薬事法等の各種法令により、身分の定かでない遍歴者が医療行為に類することはできなくなり、必然的に、物売りや芸人に限定された稼業に変容して行ったのだ。
戦後になってTVが普及すると「芸人」も遍歴する層はほぼ消滅。
かくて神社仏閣の縁日には、ただ物販部門だけが痕跡として残ることになった。
縁日の風景を形成する仮設店舗は、混雑する祭礼の安全を確保するセーフティーネットでもある。
隙間の多い、緩やかな構造の店舗が参道を区切ることによって、人の流れを誘導し、時には増えすぎた人を吸収し、脇に逃がす役割を果たしている。
クリーンに整理しきらない猥雑さや緩さ、怪しいものをある程度まで許容する包容力は、突発する危機を緩和する作用がある。
日本経済の低迷が続く昨今、健康保険料を支払えず無保険状態になる層も増加しているという。
とくに児童の無保険状態は深刻なテーマとして報道でも取り上げられるようになった。
ところが昔の庶民が頼った「野巫医者」という最後のセーフティーネットは、もう存在しない。
医者にかからず健康状態を維持するために役立ってきた季節ごとの風習や食べ物の知識も、多くは廃れ、形骸化し、急病の際に対処法を教え、支えてくれる地域共同体も崩れ去った。
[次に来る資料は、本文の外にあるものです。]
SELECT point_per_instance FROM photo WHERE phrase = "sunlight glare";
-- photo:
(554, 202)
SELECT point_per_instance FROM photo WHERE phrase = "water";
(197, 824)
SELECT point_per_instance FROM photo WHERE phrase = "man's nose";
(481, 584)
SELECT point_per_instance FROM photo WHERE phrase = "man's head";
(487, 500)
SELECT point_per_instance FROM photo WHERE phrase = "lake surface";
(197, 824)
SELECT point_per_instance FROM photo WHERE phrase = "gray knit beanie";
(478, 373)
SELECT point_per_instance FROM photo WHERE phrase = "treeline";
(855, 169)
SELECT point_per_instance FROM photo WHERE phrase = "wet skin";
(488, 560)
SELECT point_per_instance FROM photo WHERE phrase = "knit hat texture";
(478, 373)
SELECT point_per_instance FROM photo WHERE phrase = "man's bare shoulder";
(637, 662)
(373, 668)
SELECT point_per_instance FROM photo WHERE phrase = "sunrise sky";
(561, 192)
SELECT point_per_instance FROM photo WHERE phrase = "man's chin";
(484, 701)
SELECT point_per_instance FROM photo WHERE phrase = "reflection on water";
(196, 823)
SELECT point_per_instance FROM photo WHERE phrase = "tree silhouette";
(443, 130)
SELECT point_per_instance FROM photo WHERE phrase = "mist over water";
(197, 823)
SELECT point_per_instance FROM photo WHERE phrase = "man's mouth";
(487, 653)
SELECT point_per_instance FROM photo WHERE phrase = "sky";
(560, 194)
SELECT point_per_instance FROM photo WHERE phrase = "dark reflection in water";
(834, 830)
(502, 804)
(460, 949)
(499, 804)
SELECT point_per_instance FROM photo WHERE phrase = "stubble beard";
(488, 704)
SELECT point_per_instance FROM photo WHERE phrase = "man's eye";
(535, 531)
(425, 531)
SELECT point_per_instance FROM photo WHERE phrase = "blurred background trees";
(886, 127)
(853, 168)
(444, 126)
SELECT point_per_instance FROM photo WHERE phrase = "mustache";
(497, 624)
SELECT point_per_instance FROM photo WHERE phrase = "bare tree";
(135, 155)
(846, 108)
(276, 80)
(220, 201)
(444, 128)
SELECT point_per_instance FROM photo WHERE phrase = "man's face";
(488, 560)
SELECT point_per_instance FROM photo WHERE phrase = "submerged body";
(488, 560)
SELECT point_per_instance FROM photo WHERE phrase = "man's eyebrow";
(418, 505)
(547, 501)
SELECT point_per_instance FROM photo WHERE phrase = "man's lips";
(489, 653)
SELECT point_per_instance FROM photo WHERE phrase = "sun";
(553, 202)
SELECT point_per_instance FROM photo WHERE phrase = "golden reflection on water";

戦後多くの命を救い、健康を守ってきた医療保険制度と法規制が、反転して低所得層を追い詰める時代が到来しつつあるのかもしれない。
そうした事態を国がなんとかしてくれるのかと言えば、たぶんなんともしてくれない。
国だけでなく世間の風潮として「保険料払わないのが悪い! 自己責任!」という風に切って捨ててしまいそうな怖さがある。
社会の様々な局面で、曖昧な領域を「合理化」の名の下に削りすぎた弊害が、今あちこちに出てきている気がする。
個人的な体感では、そうした「世の中を短絡的に清潔にし過ぎる」傾向が急速に進行し始めたのが、90年代後半あたりからではないかという気がしている。